Saturday, September 8, 2012

WWII : Jazz Agers pulled the trigger but Victorians pointed the gun

They pulled WWII's trigger, but didn't aim gun
It is true that most of the people that actually, physically, pulled the triggers in WWII were kids of the Jazz Age, born roughly between the Fall of 1916 and the Fall of 1929. Equally true, and rarely acknowledged then or today, is that most of the people pointing those guns were born in the reign of Queen Victoria (1837-1901).

Petain, the supreme leader of Vichy France, pour exemple , was born in 1856 ---- a full sixty years before the start of the Jazz Age. In today's France, he'd be an old age pensioner when that Age began!

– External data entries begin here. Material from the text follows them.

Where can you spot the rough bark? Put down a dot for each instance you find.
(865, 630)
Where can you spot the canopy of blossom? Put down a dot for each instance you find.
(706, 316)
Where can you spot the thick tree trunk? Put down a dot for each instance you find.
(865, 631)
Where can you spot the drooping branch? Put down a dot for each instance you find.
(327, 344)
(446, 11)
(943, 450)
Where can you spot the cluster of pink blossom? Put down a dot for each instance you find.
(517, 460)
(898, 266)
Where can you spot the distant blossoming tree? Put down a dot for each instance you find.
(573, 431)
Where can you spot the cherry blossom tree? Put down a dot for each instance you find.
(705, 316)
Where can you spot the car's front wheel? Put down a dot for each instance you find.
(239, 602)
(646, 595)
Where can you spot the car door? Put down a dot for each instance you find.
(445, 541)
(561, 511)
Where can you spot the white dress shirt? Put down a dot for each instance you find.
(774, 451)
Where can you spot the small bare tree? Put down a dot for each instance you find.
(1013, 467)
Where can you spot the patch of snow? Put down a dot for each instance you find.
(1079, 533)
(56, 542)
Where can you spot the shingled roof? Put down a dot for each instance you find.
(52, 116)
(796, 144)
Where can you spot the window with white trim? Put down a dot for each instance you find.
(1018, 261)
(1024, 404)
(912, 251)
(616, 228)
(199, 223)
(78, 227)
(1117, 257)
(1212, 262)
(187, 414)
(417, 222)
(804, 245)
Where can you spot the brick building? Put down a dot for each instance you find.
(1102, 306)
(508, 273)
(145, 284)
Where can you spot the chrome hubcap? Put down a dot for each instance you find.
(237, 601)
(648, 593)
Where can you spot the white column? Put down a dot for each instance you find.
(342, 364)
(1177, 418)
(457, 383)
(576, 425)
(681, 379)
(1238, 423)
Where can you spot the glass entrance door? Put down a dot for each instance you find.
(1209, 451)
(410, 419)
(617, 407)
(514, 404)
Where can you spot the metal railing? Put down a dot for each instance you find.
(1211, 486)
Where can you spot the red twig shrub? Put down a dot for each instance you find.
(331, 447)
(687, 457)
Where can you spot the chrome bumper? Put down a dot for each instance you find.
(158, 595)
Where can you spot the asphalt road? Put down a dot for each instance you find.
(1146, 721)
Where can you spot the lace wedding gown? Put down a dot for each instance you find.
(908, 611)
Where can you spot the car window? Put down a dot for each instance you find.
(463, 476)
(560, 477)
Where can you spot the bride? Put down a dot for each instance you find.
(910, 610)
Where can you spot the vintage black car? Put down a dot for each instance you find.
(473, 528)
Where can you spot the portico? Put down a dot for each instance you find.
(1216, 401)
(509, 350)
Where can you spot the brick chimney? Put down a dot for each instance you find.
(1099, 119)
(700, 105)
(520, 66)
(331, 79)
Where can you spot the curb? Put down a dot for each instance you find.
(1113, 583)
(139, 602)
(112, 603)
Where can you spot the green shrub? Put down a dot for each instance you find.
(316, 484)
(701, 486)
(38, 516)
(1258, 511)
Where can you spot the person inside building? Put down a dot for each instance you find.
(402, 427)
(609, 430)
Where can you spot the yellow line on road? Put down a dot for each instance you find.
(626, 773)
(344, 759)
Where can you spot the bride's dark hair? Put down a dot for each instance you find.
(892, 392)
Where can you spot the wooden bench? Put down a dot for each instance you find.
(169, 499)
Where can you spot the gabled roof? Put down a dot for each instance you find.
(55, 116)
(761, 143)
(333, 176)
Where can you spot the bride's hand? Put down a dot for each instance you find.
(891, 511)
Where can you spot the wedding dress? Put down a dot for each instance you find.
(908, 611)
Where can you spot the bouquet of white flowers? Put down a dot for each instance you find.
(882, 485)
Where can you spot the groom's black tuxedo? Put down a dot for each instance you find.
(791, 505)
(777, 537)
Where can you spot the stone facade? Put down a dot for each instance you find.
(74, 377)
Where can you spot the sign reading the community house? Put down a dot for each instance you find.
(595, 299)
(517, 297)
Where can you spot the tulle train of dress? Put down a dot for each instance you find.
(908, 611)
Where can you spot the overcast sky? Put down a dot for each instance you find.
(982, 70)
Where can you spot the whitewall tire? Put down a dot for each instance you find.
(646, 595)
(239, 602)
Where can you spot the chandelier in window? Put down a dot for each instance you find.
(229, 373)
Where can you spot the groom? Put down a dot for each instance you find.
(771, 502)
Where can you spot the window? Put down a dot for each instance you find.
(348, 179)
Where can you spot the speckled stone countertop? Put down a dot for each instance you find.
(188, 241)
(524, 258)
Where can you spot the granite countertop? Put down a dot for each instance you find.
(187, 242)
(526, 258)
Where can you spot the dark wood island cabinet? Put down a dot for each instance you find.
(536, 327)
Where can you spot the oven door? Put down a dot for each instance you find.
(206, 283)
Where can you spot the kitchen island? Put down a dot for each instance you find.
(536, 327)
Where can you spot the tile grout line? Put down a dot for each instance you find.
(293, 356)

Then, as now, men aged roughly between fifty and seventy five ruled all aspects of the world as business CEOs, senior government advisors, defence departments chiefs, media barons or simply as owners of most of the wealth.

Jazz Agers pulled WWII's triggers, but those guns pointed by men with High Victorian Age values...


In WWII terms, the men who started and ran the war were men born in the late Victoria Age. Already fully mature young men, in other words, with a full set of Victorian value, when the Victorian Age faded away in the Great War trenches of Western Europe.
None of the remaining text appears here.